The brick building in this corner of what they called Pennsylvania scared him. The Lakota boy looked nervously up at it, his long fingernails habitually raking through his long hair. His scalp still smelled like the meadows and fires of home. Huddled in the midst of the crowd of natives that were simultaneously strangers and kin in this frightful moment, the soldiers and other white people created a long line entering that evil, brooding brick house.

Inside was a white room. A black chair, a man with a white shirt and long, shining metal scissors.

“Here is where they kill me. Here is where I die for the Lakota, for the white man to possess me and my people. They won’t stop eating us all,” the boy thought to himself.

The man with the scissors beckoned to the crowd of children for a volunteer. Someone to sit in the black chair. None stepped forward.

There was a silence birthed from the collective gasp of breath from the children in their buckskins, moccasins, or cheap clothes. The man clicked his scissors together, and that snake tongue slither of metal on metal sunk into the bones of all who could hear it.

“I will go, for the Lakota,” the boy said in his own tongue.
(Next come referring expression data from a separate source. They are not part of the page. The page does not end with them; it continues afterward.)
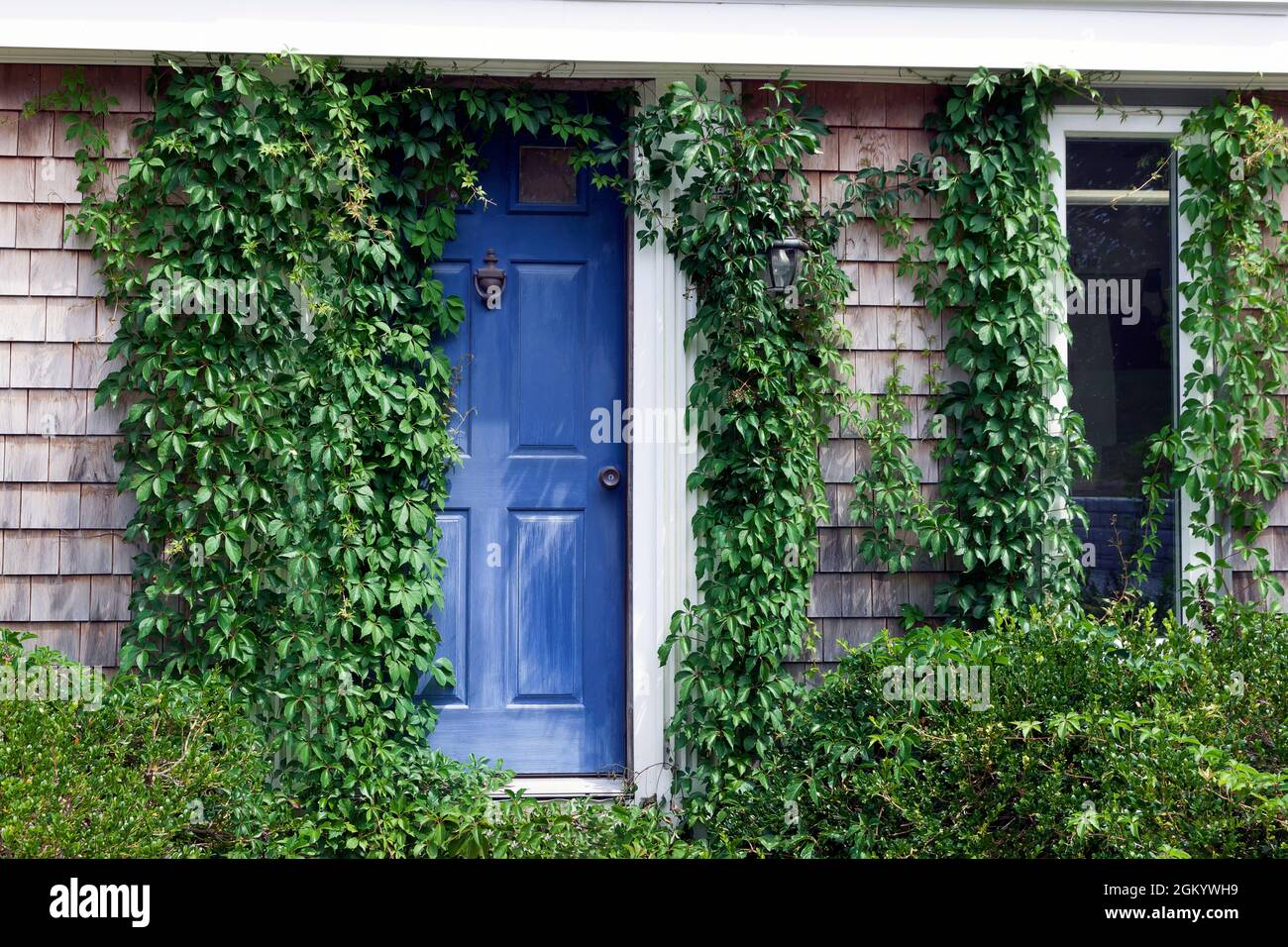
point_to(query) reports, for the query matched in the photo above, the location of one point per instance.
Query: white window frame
(1082, 121)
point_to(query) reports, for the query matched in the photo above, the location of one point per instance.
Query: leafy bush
(1100, 738)
(175, 768)
(159, 770)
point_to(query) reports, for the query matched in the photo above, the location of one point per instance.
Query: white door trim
(1082, 121)
(661, 547)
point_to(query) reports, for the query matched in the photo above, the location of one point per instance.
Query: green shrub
(1100, 738)
(159, 770)
(174, 768)
(423, 804)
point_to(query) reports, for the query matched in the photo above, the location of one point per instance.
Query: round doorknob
(609, 476)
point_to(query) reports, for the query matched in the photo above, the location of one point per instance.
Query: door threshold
(566, 787)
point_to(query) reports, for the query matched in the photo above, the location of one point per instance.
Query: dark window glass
(546, 175)
(1121, 219)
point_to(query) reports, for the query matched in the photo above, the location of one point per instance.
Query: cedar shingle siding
(872, 125)
(64, 571)
(63, 566)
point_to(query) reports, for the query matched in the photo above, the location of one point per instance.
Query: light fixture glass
(782, 263)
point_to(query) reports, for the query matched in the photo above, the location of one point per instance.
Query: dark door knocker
(489, 281)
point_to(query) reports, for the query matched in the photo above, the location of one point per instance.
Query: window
(546, 175)
(1119, 198)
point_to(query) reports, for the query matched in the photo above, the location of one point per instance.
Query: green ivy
(288, 432)
(1228, 451)
(997, 265)
(768, 377)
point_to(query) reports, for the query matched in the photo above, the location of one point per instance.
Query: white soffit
(1167, 43)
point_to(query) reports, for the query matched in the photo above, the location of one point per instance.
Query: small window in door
(1122, 352)
(546, 175)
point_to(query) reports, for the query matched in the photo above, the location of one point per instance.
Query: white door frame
(1083, 121)
(661, 543)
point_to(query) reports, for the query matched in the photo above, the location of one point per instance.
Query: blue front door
(535, 530)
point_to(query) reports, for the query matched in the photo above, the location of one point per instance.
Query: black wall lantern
(782, 263)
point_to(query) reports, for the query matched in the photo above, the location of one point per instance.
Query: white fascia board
(1160, 44)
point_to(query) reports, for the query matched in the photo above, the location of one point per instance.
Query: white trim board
(1082, 121)
(1175, 44)
(563, 787)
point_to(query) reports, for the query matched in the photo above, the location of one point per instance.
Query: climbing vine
(288, 431)
(1228, 451)
(997, 265)
(768, 377)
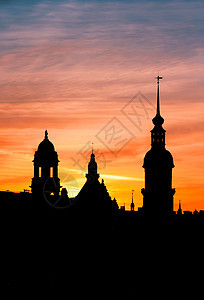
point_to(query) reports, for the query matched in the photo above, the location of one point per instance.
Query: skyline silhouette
(77, 101)
(72, 68)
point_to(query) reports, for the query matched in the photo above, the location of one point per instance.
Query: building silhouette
(158, 164)
(93, 197)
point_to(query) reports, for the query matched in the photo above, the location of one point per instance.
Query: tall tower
(92, 176)
(132, 205)
(45, 181)
(158, 164)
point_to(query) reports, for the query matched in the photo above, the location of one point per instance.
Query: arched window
(51, 172)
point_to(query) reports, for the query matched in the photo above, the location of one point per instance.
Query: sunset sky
(84, 69)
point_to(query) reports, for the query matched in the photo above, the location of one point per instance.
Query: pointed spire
(158, 120)
(46, 135)
(158, 104)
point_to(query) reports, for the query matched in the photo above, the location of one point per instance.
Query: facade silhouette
(40, 224)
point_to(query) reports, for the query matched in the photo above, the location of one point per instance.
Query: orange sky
(71, 69)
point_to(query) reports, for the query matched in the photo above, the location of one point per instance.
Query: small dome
(158, 157)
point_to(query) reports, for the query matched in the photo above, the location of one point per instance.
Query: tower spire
(158, 103)
(158, 120)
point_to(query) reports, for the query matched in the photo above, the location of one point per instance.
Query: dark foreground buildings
(51, 240)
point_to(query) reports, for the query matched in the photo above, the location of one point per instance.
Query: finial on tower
(46, 135)
(158, 120)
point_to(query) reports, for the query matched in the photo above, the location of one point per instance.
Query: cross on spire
(158, 104)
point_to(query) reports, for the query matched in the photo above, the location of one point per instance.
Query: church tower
(92, 176)
(45, 182)
(158, 164)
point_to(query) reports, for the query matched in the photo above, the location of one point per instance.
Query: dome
(46, 146)
(158, 157)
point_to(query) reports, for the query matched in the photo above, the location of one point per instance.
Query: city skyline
(86, 75)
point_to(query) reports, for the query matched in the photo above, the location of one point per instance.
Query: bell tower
(158, 165)
(45, 182)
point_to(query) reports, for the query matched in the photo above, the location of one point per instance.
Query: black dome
(158, 157)
(46, 150)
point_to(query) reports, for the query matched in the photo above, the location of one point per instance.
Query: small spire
(158, 120)
(46, 135)
(158, 104)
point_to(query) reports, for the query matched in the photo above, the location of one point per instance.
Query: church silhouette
(43, 225)
(48, 195)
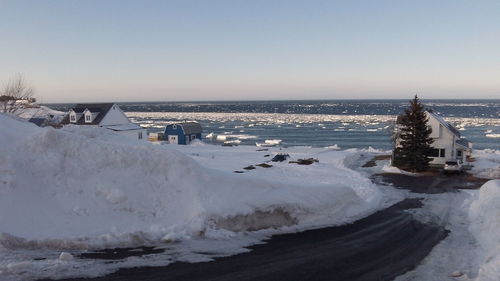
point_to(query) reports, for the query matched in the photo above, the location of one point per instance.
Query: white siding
(115, 116)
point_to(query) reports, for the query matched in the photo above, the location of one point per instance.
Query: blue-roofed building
(183, 133)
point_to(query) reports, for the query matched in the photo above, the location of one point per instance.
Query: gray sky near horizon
(121, 50)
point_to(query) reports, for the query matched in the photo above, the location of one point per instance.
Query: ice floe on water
(82, 189)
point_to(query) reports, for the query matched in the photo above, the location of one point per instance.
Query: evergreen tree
(413, 139)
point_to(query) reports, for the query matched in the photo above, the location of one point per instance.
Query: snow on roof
(463, 142)
(190, 127)
(124, 127)
(101, 108)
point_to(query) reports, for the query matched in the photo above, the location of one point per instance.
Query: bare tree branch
(15, 95)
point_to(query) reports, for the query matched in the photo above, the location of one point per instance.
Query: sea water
(319, 123)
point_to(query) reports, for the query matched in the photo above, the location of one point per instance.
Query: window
(433, 152)
(436, 152)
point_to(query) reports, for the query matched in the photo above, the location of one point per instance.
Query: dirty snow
(71, 190)
(484, 215)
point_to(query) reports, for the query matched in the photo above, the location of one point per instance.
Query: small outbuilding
(183, 133)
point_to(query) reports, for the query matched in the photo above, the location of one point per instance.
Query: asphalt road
(379, 247)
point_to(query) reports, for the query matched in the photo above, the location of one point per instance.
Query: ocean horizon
(342, 123)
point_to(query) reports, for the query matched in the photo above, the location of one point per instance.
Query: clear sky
(122, 50)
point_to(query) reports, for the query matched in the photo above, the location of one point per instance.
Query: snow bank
(484, 215)
(83, 188)
(487, 164)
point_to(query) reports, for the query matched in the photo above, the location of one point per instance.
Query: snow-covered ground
(79, 189)
(484, 216)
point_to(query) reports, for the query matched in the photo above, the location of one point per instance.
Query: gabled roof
(101, 108)
(39, 121)
(463, 142)
(190, 127)
(444, 123)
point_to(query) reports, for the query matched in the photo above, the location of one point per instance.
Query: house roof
(190, 127)
(101, 108)
(39, 121)
(463, 142)
(124, 127)
(444, 123)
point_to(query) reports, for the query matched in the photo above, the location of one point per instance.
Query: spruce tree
(413, 145)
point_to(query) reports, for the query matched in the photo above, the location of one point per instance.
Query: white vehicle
(454, 166)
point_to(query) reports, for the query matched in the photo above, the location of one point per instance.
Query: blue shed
(183, 133)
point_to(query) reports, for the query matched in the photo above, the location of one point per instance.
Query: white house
(106, 115)
(448, 143)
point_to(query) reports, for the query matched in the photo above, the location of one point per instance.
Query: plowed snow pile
(86, 188)
(485, 225)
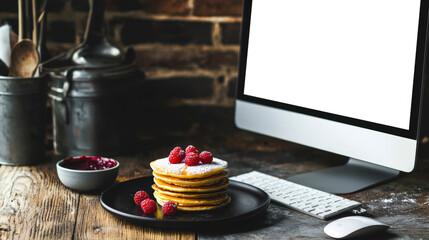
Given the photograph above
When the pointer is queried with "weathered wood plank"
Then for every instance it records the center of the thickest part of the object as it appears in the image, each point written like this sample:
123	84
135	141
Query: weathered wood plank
34	204
93	222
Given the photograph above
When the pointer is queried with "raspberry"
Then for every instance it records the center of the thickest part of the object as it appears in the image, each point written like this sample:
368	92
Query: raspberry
148	206
191	149
192	159
206	157
140	196
169	208
176	155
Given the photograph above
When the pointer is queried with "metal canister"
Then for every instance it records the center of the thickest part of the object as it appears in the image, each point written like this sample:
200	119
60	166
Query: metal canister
93	109
22	120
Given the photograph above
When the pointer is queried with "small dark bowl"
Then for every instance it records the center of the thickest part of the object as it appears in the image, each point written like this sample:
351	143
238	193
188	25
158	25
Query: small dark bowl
87	180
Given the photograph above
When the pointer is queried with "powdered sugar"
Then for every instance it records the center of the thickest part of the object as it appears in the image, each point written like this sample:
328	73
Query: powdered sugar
163	166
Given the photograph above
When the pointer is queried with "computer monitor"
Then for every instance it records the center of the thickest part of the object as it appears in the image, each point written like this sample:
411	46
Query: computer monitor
345	76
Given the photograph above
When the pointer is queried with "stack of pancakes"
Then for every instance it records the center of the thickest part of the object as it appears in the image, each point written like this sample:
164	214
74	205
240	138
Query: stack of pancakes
191	188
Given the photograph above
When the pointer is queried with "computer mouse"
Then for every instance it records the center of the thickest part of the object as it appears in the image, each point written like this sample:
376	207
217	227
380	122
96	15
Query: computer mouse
354	226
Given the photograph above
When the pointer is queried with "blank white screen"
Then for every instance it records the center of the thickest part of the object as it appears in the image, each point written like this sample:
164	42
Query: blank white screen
353	58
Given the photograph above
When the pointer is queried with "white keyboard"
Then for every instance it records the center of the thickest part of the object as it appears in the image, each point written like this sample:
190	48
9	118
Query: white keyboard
307	200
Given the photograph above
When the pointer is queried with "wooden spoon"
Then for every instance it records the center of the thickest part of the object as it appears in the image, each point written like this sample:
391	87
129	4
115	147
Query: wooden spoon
24	59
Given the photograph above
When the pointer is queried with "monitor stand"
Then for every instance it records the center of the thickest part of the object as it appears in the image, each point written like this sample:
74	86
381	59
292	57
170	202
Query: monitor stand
355	175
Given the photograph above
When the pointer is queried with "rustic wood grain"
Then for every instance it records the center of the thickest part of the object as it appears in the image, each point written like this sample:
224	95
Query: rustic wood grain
34	204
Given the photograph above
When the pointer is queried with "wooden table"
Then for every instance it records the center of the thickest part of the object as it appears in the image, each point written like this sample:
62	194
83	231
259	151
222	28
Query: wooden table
35	205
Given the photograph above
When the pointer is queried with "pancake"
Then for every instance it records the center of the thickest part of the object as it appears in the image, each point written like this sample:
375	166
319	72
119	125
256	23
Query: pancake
191	202
202	189
181	170
197	208
189	195
193	182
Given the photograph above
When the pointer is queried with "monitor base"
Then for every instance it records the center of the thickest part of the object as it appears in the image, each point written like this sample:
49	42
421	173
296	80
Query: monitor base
355	175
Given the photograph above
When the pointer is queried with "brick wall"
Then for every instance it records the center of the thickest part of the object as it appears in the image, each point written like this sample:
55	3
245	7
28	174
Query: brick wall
187	48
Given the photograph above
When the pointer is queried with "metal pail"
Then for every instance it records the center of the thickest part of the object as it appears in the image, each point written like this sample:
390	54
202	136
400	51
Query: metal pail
22	120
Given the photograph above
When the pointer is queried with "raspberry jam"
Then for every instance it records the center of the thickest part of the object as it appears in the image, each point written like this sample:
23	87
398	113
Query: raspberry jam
88	163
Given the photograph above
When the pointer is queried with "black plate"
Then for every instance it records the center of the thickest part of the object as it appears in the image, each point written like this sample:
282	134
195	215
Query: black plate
246	201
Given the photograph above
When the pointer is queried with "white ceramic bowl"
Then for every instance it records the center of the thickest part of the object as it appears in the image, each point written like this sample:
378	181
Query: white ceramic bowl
87	180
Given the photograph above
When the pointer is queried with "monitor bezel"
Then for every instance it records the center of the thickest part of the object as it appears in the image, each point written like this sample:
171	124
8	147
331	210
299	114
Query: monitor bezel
417	94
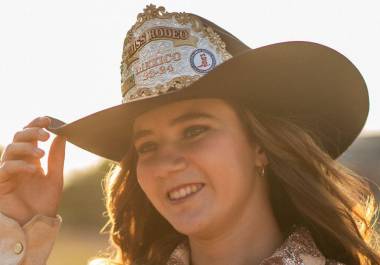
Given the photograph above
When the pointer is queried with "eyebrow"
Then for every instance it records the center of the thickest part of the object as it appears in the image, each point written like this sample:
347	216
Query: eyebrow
182	118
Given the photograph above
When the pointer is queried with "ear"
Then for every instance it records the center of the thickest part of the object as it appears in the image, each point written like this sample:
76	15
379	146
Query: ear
261	159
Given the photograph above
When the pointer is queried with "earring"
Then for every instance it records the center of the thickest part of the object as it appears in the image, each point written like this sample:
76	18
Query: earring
262	171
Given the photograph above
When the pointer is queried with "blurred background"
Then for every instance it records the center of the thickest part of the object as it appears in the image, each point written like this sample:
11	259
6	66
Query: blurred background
62	59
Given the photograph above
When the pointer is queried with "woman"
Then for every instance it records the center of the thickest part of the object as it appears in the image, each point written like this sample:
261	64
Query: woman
226	155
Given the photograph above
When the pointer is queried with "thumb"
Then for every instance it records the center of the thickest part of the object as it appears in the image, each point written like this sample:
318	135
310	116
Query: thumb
56	159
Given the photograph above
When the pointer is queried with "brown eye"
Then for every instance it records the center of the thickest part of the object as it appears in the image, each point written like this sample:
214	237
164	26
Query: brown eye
194	131
146	147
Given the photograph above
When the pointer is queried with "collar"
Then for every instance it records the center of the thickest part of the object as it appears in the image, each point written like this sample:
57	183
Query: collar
298	249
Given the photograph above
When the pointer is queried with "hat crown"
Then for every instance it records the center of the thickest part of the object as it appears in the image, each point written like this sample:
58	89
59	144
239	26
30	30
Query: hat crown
165	52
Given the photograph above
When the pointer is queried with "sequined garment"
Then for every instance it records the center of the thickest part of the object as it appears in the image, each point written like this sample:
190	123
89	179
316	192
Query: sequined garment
298	249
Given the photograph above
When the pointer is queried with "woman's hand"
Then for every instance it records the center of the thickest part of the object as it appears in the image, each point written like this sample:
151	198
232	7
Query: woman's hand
25	189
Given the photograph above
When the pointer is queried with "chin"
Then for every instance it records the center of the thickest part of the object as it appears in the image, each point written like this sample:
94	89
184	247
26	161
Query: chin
193	226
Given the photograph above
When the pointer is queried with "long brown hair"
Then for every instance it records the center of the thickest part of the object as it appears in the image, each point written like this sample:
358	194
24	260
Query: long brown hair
307	188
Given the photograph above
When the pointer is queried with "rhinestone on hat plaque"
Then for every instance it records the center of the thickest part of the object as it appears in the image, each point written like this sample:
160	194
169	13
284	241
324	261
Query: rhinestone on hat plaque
164	52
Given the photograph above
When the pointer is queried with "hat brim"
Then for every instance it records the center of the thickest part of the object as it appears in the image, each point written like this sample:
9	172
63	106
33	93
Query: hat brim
309	81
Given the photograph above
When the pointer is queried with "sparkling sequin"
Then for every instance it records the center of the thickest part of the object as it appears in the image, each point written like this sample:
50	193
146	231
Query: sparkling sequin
298	249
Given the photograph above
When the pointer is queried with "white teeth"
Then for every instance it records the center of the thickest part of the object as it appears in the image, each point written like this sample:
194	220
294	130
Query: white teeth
184	191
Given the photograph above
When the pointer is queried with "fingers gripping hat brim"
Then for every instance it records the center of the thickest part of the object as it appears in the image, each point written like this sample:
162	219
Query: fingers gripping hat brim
309	81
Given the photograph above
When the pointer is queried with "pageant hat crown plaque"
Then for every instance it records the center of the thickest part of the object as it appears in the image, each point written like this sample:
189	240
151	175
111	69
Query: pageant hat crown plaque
165	52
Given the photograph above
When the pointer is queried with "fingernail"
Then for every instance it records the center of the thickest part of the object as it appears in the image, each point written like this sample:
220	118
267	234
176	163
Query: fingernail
31	168
42	133
38	152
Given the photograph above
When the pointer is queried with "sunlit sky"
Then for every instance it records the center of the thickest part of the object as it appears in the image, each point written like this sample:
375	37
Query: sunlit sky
62	58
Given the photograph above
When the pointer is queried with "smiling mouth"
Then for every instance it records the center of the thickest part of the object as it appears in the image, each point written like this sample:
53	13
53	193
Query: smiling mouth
184	192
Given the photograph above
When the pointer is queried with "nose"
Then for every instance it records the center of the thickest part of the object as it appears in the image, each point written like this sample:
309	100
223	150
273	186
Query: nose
170	160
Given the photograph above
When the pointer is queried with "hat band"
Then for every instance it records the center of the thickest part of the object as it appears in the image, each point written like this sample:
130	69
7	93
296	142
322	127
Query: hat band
165	52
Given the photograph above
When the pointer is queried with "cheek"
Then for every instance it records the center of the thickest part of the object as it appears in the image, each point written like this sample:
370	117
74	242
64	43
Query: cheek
144	178
225	159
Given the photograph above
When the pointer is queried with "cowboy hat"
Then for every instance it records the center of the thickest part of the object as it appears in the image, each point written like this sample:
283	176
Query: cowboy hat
177	56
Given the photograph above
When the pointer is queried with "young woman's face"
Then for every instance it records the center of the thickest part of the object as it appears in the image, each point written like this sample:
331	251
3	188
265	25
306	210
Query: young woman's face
195	164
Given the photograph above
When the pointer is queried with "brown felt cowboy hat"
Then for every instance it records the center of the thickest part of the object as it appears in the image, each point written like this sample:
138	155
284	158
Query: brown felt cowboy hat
177	56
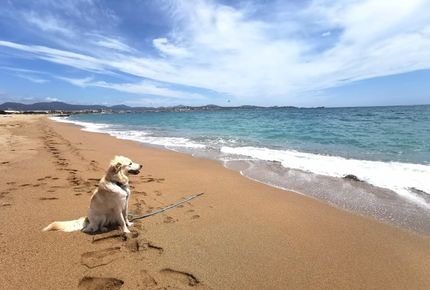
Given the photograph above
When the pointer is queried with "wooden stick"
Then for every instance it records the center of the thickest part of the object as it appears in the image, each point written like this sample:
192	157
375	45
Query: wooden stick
166	208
He whooped the air and banged his chest once. His chin high. He slowly stormed the black chair and sat, his neck raised, eyes closed, awaiting the cold death of the scissors.

He felt his hair being tugged, “a scalping then, like a true warrior, I will end,” he thought. But he never felt pain diving into his forehead. He felt only the light tugging of his hair, and the quick, yet delicate cutting of the scissor blades.

After a few minutes, the Lakota boy opened his eyes, terrified to see what was happening to him. In front of him, he saw himself, but not the self he recognized. He saw a native boy with a white devil’s hair. Not long and flowing or braided, but short and ordered and regimented in the way the whites did all things.

“Can nothing grow freely with you all?” The boy asked in his tongue. The barber only laughed at the words he could not comprehend and patted him on the shoulder. The haircut was over. But the Lakota boy could not move. He stared at his reflection, a reformed, re-forged version of himself.

“Will my mother love me without my hair? Am I still Lakota, or a bad copy of my killer?” he thought, staring at himself. “Will I still be one with the plains and the horses, with the sun and the moon, with the clouds and the sky? Will I still be one of my people now that these white people have taken me here and sheared me? Eaten my clothes, eaten my body, eaten my soul? Can I go back to the Lakota, can I go back a dead boy? Walking in new skin that isn’t mine, on old land I cannot claim. When the wind blows, does it say my name, my mother’s? Does it say America? Does it say Lakota? Or is it like I am now? Nameless?

The reflection of the Lakota boy disappeared and something new and nameless was refracted in the mirror. The weeping of the children began, the somber baying of humanity, stripped from itself into something it never could define in the first place. Nameless sorrow bleeding in Carlisle.